Collins has offered leaders a choice for regaining her support: Either drop the provision or pass two additional bills to “mitigate” the impact of repealing the mandate—the Alexander-Murray bill to stabilize the insurance market, along with a reinsurance bill she co-authored with Florida Sen. Bill Nelson. Collins said, further, that she’d like to see those bills passed before they consider tax reform.

McConnell won’t spend precious legislative floor time on these bipartisan health care bills when he’s in a race to get tax reform finished. The more workable path, as Tennessee Sen. Lamar Alexander himself has said, would be to earn the president’s endorsement of Alexander-Murray and attach it to the end-of-year appropriations package.

This wouldn’t solve all of Collins’ problems with the bill. It would, however, go a long way toward winning the support of Alaska Sen. Lisa Murkowski, who wrote in an op-ed on Tuesday that she supports repealing the individual mandate. Do not expect the two moderates to be linked at the hip the way they were on various Obamacare repeal bills over the summer. The reconciliation instructions allowing for filibuster-free consideration of the tax bill also tasked the Senate Energy and Natural Resources Committee, which Murkowski chairs, with finding $1 billion in savings. Murkowski has put forward a bill to open up part of the Arctic National Wildlife Refuge to drilling. This is a sort of Holy Grail for Alaska Republicans, giving Murkowski a strong incentive to get to yes.

It may seem quaint, but there are also still a few Senate Republicans concerned about how a gaping structural revenue shortfall will affect the national debt.

Arizona Sen. Jeff Flake is retiring, which gives him the unique license to vote according to previously stated principles. Flake is a deficit hawk, and he’s so far unconvinced that dispersing $1.5 trillion in debt-financed tax cuts complies with the whole deficit-hawk ethos. Trump has responded by calling him names on Twitter.

Tennessee Sen. Bob Corker is also a deficit hawk who is not seeking re-election. His concerns are a bit different than Flake’s. Corker is fine with the $1.5 trillion price tag—which he should be, since it was a deal he negotiated. But he wants to ensure that the “dynamic” score of the tax bill shows at least $1 trillion in new revenue over 10 years resulting from economic growth. Neither the House nor the Senate bills have received a dynamic score from the Joint Committee on Taxation yet. But the Tax Policy Center’s dynamic estimate last week showed that the macroeconomic effects would only produce $169 billion in new revenue over the first decade. In other words: not even close to what Corker is looking for.
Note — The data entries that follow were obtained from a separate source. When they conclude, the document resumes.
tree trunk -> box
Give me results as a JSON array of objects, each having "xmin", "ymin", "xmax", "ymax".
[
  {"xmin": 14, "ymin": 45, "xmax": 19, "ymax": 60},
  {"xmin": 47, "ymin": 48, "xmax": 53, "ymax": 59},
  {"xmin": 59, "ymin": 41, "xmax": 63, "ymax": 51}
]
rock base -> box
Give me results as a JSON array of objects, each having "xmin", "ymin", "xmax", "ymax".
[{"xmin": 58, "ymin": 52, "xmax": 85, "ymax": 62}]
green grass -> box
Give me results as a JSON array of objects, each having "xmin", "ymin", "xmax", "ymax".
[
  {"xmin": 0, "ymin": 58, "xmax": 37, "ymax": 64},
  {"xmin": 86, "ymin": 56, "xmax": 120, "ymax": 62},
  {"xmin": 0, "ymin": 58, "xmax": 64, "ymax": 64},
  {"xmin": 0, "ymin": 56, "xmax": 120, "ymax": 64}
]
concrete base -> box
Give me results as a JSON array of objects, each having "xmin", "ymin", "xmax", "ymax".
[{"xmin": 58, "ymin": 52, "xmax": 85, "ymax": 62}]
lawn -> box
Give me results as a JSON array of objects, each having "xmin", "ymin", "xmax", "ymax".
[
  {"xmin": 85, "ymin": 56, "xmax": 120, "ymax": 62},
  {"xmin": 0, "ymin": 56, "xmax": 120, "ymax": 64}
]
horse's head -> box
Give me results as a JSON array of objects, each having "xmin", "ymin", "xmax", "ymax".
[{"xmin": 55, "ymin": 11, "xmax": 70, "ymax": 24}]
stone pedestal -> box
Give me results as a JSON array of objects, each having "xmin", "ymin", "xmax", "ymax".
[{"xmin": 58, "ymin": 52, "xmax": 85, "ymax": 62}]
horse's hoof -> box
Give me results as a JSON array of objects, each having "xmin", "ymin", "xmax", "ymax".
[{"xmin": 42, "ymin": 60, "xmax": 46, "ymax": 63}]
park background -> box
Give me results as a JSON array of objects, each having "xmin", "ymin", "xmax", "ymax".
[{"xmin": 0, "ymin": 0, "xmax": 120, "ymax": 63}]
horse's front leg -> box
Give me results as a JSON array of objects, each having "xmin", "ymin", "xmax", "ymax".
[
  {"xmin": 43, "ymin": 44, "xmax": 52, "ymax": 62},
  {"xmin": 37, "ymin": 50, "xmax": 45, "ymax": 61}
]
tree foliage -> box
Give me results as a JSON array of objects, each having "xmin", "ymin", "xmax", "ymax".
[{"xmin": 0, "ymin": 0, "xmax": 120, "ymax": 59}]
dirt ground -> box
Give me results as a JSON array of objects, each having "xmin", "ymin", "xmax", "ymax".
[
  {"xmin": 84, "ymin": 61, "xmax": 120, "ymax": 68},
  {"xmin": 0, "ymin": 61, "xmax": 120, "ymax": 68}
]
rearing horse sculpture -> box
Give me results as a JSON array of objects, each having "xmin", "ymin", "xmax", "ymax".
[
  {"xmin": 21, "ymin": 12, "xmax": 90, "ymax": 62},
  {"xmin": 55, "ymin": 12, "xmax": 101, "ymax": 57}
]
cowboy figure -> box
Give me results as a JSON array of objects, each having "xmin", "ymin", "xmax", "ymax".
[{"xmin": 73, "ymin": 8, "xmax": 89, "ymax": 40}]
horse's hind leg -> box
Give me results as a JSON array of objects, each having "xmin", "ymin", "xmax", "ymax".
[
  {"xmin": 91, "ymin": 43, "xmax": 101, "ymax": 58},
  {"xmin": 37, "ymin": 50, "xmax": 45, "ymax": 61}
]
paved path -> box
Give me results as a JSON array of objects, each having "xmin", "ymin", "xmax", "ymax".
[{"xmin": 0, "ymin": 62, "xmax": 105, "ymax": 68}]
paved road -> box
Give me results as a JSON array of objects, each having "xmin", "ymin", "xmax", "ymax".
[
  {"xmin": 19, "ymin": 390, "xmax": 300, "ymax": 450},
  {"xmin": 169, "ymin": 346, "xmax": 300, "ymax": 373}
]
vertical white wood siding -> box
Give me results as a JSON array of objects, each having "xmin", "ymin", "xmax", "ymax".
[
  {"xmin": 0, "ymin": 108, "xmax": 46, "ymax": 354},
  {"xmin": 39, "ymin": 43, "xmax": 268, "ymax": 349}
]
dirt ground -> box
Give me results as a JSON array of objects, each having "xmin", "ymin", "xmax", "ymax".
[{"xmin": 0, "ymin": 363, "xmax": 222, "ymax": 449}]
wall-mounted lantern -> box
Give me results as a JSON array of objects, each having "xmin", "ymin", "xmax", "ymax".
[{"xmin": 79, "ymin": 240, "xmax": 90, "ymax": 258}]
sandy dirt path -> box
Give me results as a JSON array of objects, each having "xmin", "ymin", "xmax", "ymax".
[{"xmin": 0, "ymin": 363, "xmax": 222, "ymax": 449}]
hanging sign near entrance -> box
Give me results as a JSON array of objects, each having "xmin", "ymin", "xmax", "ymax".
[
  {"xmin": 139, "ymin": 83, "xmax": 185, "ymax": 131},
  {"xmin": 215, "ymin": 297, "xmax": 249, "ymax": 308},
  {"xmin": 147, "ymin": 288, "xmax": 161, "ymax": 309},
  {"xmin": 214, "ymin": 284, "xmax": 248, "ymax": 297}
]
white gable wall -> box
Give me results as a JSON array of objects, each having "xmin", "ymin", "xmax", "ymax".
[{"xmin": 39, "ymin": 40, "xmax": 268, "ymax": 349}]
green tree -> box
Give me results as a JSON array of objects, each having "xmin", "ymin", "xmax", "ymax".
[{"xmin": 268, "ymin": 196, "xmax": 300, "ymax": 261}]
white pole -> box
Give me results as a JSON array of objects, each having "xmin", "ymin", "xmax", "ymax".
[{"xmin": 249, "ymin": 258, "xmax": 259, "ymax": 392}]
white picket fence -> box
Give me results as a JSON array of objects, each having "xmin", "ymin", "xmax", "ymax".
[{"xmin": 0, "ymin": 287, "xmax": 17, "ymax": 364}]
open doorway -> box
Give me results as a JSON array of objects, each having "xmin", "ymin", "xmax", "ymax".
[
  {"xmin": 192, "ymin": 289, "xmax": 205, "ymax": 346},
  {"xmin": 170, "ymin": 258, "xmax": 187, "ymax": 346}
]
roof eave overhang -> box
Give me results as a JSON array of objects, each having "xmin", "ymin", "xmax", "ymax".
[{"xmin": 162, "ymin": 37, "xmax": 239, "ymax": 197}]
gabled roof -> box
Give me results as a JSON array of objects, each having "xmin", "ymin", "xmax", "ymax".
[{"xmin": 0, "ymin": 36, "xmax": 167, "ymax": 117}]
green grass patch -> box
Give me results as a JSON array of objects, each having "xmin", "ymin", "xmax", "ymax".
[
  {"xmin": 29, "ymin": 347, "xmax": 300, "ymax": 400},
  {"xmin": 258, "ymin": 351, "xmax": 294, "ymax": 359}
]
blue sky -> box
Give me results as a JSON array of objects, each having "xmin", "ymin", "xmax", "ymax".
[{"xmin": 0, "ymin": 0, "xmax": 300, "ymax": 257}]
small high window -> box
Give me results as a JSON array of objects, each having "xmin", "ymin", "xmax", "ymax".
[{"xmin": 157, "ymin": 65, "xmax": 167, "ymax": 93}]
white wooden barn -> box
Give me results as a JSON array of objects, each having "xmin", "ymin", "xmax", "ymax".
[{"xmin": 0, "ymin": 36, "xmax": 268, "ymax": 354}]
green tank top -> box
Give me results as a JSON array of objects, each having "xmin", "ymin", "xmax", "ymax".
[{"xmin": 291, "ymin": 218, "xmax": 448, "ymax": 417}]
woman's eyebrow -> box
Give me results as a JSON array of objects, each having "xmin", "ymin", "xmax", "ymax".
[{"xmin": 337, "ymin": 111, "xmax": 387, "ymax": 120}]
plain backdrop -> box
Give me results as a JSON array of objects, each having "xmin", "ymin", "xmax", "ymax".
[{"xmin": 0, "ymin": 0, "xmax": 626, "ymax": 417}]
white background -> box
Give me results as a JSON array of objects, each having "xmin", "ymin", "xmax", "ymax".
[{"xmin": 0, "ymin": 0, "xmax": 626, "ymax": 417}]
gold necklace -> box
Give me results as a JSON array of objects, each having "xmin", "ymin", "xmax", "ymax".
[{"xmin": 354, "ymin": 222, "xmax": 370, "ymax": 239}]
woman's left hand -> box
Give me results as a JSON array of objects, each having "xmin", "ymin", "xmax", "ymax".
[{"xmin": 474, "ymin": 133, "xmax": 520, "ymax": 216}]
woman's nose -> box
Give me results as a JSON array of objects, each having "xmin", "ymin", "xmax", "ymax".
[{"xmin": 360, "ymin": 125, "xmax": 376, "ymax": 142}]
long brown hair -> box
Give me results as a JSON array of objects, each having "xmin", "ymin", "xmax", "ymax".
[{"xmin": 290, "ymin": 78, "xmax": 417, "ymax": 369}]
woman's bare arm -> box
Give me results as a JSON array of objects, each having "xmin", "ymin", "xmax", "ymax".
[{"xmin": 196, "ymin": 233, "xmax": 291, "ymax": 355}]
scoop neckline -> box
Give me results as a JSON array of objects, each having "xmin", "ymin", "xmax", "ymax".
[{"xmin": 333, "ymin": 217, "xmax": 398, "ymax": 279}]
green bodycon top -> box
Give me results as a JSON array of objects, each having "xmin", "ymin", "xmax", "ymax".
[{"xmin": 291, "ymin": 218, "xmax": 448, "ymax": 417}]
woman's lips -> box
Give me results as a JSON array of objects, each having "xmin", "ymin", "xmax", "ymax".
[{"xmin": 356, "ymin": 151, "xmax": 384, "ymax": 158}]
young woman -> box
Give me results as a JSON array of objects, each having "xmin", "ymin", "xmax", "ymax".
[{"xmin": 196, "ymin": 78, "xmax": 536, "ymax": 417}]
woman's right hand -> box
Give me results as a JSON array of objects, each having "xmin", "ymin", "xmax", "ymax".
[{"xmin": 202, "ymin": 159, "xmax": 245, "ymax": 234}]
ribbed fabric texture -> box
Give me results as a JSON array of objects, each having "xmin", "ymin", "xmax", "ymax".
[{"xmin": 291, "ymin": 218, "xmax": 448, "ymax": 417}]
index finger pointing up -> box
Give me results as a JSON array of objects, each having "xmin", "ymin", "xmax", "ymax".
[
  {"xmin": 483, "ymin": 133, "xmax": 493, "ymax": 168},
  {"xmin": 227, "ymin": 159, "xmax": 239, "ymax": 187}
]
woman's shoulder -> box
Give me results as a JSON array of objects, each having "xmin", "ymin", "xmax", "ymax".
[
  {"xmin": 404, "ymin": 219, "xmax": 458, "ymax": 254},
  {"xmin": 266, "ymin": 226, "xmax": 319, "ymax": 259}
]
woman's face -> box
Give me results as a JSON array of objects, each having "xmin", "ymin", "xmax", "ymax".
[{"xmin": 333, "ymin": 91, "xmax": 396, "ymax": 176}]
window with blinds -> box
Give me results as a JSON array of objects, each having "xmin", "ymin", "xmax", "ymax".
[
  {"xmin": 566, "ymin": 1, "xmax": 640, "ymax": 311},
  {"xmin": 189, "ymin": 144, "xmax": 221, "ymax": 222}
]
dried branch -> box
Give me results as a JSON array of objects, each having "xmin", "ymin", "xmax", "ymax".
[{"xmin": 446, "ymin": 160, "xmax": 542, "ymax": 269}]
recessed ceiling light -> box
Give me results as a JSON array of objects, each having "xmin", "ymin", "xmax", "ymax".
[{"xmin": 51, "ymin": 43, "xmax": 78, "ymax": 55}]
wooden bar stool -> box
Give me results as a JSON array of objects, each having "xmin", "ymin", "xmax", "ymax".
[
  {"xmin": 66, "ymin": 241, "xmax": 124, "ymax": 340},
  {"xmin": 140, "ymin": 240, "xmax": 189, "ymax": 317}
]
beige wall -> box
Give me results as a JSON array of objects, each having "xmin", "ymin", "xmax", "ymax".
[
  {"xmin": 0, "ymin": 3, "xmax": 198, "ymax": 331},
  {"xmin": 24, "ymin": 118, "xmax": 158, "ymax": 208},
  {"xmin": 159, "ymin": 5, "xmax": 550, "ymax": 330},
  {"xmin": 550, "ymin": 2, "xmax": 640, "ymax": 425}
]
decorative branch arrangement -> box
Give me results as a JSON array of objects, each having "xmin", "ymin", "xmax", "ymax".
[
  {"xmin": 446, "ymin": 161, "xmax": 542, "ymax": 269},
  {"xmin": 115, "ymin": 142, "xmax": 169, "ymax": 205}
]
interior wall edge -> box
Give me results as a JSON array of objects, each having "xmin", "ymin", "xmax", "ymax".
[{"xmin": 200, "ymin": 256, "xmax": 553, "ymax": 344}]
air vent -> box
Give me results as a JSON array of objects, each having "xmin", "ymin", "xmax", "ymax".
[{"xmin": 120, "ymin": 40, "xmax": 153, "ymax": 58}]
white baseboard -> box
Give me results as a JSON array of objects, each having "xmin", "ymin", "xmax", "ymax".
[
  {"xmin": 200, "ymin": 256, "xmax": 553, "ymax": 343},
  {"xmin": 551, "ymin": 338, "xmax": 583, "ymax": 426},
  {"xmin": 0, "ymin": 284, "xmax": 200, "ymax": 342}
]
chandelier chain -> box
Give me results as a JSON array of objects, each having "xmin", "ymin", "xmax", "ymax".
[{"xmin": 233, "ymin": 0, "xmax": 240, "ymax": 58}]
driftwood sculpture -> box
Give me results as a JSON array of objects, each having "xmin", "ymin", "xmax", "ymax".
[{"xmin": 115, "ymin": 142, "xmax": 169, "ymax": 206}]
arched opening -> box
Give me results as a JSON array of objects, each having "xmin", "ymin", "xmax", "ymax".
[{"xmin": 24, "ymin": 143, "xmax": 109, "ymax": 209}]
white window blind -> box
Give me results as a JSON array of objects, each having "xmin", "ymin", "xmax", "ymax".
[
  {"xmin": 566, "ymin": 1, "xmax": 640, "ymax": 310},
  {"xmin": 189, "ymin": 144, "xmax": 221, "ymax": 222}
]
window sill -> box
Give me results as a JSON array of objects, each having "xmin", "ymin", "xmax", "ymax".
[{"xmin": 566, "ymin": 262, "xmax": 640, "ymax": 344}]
The picture will hardly improve for deficit hawks once leaders accommodate Wisconsin Sen. Ron Johnson. Johnson is the only declared no on the bill as currently written. He’s concerned that the package treats large corporations more lavishly than small businesses. (What did he think this process was all about?) Some adjustment will need to be made to win him back. And reopening the section on pass-through entities could prove costly and require offsets that irritate some other segment of the GOP caucus.

Then there are the wild cards. Unlike with the health care bill, Arizona Sen. John McCain seems satisfied with the process so far, though that could change when leaders begin scrambling to make major changes a few hours before the vote. Paul could draw up some ambitious demand, like a permanent ban on discretionary federal spending, in exchange for his vote. There are likely other quiet types with concerns that we don’t fully know about. What’s up your sleeve, say, Jerry Moran?

We should expect the Senate to pass something. They built in $1.5 trillion to distribute however they saw fit when they passed their budget. Expect them to find a way. But the thing that they pass could look quite a bit different from what they have written.